Members the National Movement of Taxi Drivers (MNT) are also suspending service in various municipalities in the state of México.
The drivers complain that inconsistent regulation creates an uneven playing field for them to compete with ride-sharing, and want more robust regulation of their competitors.
Mexico City MNT leader Ignacio Rodríguez Mejía told El Universal that taxi drivers have to pay fees and fulfill requirements that do not apply to drivers working with ride-sharing applications.
“The application drivers have all year to get their license, and it’s free,” he said. “But the taxi drivers have to pay, and if they don’t, they can get fined up to 10,000 pesos (US $506).”
According to the MNT, taxi drivers need to pay 713 pesos for a permit, 1,635 pesos for an evaluation and 2,565 pesos for a safety course, all fees that ride-sharing drivers do not pay.
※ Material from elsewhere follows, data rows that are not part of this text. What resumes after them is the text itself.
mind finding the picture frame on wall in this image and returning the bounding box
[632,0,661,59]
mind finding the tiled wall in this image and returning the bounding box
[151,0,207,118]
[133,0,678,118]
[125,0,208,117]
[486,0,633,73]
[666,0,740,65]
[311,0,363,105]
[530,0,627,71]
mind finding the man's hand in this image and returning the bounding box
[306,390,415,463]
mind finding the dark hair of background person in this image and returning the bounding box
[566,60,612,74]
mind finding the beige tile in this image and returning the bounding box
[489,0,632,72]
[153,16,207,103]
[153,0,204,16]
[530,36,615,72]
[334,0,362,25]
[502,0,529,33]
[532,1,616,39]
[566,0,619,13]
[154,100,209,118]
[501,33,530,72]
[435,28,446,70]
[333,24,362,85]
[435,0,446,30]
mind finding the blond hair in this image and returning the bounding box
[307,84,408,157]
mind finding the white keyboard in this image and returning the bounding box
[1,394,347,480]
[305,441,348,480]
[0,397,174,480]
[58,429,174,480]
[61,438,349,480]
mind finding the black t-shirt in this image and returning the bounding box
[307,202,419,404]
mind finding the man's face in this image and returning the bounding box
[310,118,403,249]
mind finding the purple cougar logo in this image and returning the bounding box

Rodríguez added that taxis must be painted a certain way, which can cost around 2,500 pesos.
In a press conference on Sunday, Mexico City Mobility Secretary Andrés Lajous said that government representatives held more than 150 meetings with taxi drivers’ groups during the month of May to hear their concerns and look for solutions. The Mobility Secretariat (Semovi) has agreed, among other things, to simplify the paperwork that is required for taxis.
Lajous said the government remains open to dialogue.
“We’re not interested in playing politics with them,” he said. “Semovi’s mission is to improve the quality of transportation for people.”